In questa ricerca artistica l’incontro
col muralismo messicano – soprattutto
coi «tre grandi»: Diego Rivera, José
Clemente Orozco e David Alfaro Siqueiros – è inevitabile, riflettendosi nel
realismo sociale e nel protagonismo dei
diseredati, nel gigantismo figurativo,
nella rappresentazione dei personaggi
popolari, nell’intento pedagogico, nella
capacità di usare la grandezza propria
del murale per conferire al contadino,
al martire, alla donna, spesso dimenticati, la «grandezza» e la dignità dell’essere fatti a immagine e somiglianza di
Dio.
Gli ar tisti,
il popolo, le contestazioni
La tensione ideale si rivela anche nel
metodo con cui gli artisti realizzano le
opere: la prima fase è sempre dedicata
alla conoscenza del territorio attraverso
incontri collettivi e chiacchierate individuali con la gente del quartiere che frequenta la chiesa. Il coinvolgimento della popolazione, infatti, contribuisce in
misura decisiva a far emergere nel murale i bisogni e i valori del luogo. Inoltre
nell’opera d’arte essa deve poter ricono-
scere la propria storia e la propria fede,
per cui i temi da rappresentare vengono decisi e sviluppati nel confronto coi
fedeli, il che a volte comporta pure l’accantonamento di idee iniziali o la cancellazione-sostituzione di parti già dipinte. Così l’opera diventa a tutti gli effetti «collettiva»: essa nasce dalla comunità, dall’ascolto dei racconti delle persone più umili, dall’osservazione delle
facce degli operai e dei contadini che
rientrano da una giornata di lavoro,
dalla discussione con gli agenti di pastorale. Anche qui il «pittore», come il teologo, della liberazione mette la propria
competenza al servizio della comunità,
sistematizzandone e traducendone nel
linguaggio simbolico (piuttosto che razionale) l’esperienza di vita e di fede.

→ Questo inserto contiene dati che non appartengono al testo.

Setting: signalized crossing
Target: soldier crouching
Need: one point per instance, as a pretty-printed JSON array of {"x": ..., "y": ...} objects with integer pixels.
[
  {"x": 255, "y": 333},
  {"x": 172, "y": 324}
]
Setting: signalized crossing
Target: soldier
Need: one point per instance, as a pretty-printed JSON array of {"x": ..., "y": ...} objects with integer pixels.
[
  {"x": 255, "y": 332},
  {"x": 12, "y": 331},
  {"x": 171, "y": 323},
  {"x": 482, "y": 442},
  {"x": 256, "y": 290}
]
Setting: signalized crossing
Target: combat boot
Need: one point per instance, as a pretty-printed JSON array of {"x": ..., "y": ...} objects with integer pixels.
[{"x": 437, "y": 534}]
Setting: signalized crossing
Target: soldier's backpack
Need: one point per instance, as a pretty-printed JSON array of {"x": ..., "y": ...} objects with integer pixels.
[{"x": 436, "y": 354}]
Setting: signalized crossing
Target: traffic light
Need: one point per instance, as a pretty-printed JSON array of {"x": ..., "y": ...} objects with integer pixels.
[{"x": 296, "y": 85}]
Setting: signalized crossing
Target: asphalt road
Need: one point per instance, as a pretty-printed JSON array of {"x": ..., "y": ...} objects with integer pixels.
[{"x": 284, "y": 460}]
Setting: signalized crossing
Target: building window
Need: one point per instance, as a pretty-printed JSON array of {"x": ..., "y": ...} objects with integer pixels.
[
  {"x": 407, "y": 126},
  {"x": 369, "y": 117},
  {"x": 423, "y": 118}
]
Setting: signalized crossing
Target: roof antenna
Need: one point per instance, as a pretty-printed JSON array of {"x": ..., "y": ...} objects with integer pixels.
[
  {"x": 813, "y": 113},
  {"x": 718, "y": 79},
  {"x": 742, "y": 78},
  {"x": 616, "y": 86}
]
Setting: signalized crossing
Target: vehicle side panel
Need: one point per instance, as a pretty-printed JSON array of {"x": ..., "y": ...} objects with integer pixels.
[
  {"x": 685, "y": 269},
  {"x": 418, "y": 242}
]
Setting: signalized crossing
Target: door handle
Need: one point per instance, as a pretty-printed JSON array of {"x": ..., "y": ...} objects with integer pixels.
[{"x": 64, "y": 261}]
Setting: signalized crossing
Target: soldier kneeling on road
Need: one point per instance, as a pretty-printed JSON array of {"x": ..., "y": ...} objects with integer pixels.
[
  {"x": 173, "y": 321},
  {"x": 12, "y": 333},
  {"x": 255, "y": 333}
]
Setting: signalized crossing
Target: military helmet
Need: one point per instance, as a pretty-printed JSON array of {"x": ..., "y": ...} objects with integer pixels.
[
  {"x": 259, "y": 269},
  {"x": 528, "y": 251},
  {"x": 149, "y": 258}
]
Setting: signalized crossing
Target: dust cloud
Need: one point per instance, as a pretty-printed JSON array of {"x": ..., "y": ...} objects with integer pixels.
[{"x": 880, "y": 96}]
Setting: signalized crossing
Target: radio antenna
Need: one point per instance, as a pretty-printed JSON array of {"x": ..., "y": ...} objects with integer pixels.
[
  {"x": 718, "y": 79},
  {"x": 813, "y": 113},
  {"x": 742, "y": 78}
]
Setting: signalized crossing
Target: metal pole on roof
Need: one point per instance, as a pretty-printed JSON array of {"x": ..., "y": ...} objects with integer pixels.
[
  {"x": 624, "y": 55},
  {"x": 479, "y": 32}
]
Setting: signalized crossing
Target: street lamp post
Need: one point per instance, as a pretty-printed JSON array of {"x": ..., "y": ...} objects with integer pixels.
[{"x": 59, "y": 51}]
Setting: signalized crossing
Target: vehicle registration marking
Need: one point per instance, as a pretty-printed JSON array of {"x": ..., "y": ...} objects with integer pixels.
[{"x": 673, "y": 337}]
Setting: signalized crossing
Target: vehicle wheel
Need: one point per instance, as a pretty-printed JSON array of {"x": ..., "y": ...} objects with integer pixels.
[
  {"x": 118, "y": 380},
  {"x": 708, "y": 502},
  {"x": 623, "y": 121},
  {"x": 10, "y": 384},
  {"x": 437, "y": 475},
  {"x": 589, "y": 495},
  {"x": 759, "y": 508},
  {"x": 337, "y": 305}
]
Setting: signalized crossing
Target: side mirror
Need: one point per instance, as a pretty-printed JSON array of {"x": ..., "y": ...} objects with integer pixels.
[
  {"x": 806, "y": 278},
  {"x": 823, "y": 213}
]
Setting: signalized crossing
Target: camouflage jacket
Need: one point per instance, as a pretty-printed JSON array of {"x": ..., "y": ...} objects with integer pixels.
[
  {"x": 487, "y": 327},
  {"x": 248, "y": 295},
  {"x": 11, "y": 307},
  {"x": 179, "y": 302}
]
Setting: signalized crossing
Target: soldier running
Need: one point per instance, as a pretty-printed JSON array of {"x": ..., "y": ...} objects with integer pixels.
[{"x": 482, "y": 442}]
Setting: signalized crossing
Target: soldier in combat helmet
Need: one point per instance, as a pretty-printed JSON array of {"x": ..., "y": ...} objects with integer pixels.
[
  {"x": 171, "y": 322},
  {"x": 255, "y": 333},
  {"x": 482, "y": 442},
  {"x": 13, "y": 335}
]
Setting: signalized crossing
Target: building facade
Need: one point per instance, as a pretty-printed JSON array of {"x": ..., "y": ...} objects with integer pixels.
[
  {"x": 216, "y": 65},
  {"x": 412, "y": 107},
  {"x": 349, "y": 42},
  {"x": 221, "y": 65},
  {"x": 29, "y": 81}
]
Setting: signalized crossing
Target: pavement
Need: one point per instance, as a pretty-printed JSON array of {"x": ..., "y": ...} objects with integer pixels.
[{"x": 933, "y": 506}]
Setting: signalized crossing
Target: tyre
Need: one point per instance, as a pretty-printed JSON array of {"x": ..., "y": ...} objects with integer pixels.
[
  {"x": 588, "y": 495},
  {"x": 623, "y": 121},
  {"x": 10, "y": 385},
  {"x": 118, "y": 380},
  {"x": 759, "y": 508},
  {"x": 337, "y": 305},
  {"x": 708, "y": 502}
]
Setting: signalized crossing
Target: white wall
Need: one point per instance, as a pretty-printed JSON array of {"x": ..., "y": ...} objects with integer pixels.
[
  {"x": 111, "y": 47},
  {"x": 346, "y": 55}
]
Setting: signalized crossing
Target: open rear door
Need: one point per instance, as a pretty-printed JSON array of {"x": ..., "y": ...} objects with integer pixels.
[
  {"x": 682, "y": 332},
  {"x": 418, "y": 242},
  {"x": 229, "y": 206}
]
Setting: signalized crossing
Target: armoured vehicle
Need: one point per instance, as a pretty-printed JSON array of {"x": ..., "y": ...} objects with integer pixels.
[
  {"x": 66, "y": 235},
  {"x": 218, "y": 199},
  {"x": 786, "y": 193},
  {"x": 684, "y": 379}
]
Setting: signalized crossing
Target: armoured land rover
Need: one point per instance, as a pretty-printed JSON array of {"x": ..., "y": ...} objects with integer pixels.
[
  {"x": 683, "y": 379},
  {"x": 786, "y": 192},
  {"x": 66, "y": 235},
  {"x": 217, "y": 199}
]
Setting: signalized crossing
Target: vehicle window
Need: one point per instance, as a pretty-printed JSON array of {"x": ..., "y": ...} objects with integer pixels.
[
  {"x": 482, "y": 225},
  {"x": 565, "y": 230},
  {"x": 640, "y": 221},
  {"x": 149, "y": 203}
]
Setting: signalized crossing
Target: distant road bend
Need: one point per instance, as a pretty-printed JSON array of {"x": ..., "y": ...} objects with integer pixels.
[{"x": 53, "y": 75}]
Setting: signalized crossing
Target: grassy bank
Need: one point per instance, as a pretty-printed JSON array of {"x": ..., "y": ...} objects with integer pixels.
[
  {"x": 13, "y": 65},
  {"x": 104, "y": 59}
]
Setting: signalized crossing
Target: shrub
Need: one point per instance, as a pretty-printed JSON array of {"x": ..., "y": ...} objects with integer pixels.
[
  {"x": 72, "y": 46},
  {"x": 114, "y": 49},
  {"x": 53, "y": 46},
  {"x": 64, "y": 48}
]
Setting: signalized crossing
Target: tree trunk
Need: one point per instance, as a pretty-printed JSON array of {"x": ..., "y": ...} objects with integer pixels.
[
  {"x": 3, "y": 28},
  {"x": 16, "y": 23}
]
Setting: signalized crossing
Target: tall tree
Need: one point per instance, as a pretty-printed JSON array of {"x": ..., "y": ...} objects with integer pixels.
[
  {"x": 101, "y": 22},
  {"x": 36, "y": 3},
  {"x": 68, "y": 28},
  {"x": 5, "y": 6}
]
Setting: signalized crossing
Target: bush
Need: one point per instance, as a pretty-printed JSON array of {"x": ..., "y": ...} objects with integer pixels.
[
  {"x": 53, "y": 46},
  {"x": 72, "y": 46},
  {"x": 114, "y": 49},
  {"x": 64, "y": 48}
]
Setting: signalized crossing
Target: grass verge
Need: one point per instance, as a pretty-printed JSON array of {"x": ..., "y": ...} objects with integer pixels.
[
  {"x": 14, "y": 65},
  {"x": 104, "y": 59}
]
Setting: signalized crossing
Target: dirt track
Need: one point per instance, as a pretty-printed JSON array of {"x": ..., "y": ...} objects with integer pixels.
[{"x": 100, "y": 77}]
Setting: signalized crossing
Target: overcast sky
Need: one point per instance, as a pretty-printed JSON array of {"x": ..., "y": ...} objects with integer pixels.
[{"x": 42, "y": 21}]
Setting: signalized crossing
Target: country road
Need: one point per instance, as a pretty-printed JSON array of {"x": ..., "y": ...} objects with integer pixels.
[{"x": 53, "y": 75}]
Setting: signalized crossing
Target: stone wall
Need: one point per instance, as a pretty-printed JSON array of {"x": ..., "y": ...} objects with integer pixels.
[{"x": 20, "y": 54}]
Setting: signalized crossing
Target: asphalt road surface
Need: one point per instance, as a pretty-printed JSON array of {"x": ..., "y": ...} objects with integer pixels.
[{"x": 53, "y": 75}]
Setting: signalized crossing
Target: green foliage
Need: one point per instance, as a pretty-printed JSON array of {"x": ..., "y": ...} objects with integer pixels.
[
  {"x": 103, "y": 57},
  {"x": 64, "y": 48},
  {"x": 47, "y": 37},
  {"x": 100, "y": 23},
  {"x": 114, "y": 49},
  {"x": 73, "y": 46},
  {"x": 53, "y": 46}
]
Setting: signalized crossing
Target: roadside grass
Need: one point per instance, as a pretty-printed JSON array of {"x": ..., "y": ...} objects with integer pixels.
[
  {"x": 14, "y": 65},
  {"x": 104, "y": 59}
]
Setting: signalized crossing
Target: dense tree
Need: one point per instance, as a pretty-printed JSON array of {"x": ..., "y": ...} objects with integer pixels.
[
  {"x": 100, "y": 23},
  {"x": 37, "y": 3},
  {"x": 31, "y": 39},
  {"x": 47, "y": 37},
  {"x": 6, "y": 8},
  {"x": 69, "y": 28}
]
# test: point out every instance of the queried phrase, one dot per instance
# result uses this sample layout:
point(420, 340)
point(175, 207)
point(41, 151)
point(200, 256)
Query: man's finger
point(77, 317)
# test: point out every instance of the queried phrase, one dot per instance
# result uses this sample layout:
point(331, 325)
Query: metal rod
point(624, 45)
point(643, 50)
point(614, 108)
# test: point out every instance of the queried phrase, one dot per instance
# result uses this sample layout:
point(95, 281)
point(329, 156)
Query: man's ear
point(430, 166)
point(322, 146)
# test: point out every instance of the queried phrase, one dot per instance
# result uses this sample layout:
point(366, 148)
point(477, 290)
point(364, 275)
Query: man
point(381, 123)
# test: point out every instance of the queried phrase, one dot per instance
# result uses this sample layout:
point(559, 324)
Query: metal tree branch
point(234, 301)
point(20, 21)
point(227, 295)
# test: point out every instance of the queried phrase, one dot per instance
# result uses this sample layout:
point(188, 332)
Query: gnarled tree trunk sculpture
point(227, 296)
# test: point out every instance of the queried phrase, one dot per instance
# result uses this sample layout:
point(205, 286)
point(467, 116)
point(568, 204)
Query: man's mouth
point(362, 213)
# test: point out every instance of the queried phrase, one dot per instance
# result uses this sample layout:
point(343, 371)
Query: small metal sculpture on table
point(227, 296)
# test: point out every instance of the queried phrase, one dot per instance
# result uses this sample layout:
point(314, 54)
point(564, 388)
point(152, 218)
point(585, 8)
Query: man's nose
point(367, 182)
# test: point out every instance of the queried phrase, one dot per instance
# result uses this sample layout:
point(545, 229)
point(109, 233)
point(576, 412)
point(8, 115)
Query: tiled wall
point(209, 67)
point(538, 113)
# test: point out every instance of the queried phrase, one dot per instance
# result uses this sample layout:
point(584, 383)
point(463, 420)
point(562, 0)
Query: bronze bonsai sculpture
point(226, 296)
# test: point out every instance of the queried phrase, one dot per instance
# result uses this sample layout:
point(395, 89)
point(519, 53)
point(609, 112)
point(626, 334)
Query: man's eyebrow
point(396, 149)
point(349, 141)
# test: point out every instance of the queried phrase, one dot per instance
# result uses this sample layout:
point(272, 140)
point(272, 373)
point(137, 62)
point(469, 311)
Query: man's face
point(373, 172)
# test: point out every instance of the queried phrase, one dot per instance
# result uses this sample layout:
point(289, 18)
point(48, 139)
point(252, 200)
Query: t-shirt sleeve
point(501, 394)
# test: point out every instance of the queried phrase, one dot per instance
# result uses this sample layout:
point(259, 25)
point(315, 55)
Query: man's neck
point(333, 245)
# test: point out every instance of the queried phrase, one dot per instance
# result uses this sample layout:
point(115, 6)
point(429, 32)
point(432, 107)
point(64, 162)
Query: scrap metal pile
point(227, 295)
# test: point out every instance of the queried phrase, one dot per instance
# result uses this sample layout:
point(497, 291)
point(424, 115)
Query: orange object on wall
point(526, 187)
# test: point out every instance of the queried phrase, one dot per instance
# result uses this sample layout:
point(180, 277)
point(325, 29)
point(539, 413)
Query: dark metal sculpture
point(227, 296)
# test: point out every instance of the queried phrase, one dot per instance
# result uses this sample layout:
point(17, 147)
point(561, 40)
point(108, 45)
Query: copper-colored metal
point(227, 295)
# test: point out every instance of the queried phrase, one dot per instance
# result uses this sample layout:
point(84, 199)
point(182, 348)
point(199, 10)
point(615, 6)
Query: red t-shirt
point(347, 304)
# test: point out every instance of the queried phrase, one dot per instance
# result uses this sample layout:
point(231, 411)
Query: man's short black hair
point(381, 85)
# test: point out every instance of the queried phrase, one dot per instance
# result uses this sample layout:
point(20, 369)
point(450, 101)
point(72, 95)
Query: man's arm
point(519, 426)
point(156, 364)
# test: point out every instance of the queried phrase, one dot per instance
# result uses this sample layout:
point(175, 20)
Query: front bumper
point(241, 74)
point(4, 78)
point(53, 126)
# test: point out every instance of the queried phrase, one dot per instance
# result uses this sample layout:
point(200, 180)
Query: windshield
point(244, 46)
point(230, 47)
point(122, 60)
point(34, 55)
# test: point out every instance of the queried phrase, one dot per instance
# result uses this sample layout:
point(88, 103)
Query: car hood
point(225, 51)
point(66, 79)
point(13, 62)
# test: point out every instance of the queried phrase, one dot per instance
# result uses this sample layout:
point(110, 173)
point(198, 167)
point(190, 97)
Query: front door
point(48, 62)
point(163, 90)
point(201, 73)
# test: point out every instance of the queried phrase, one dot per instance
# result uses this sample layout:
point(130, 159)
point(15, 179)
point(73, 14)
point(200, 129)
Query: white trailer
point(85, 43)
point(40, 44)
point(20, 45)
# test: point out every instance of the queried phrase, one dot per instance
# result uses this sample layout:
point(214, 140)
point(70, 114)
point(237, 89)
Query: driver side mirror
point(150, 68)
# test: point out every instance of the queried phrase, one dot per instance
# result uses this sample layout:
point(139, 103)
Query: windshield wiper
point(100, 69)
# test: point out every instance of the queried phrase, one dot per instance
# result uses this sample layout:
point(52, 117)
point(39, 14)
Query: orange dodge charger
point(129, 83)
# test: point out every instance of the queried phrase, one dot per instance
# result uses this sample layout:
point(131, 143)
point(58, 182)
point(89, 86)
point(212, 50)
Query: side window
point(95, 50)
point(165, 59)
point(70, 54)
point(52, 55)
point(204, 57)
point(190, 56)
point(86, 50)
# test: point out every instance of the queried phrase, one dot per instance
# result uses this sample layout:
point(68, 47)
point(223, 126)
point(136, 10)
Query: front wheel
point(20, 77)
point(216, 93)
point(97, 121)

In generale l’artista è egli stesso parte della comunità, di cui condivide il
cammino di fede e, almeno per un certo periodo, la vita quotidiana. E spesso
l’autore dipinge nel pieno della persecuzione (Brasile), dell’aggressione (Nicaragua) e della guerra civile (Colombia), per cui nei quadri entrano personaggi ed eventi dell’attualità (la distruzione di una piccola clinica comunitaria da parte dei trattori di un latifondista a São Felix do Araguaia, le madri
dei giovani soldati uccisi dalla Contra a
Managua ecc.)
Anche quest’arte ha conosciuto il
conflitto e la repressione, nelle minacce
di espulsione e di morte contro p. Cerezo, «prete sovversivo», nelle proteste dei
benpensanti e dei notabili (che, per
esempio, chiesero inutilmente di coprire i murales della cattedrale di Quibdó
considerando un’offesa il ricordo della
schiavitù), nelle critiche e nelle censure
delle autorità ecclesiastiche – previe, in
Argentina, dove il vescovo chiese a p.
Cerezo di non rappresentare armi moderne nel murale dedicato alla pace
nella chiesa di Olivos per non offendere i molti parrocchiani militari; posteriori in Colombia, dove il murale dedicato alla «opzione per i poveri» nella
cappella dell’Istituto di pastorale del
Consiglio episcopale latinoamericano a
Medellín è oggi coperto, come l’intero
ciclo pittorico nella chiesa di Santa Maria de los Angeles, le cui parti d’integrazione plastica sono state in alcuni casi
sostituite – o addirittura nella distruzione delle opere.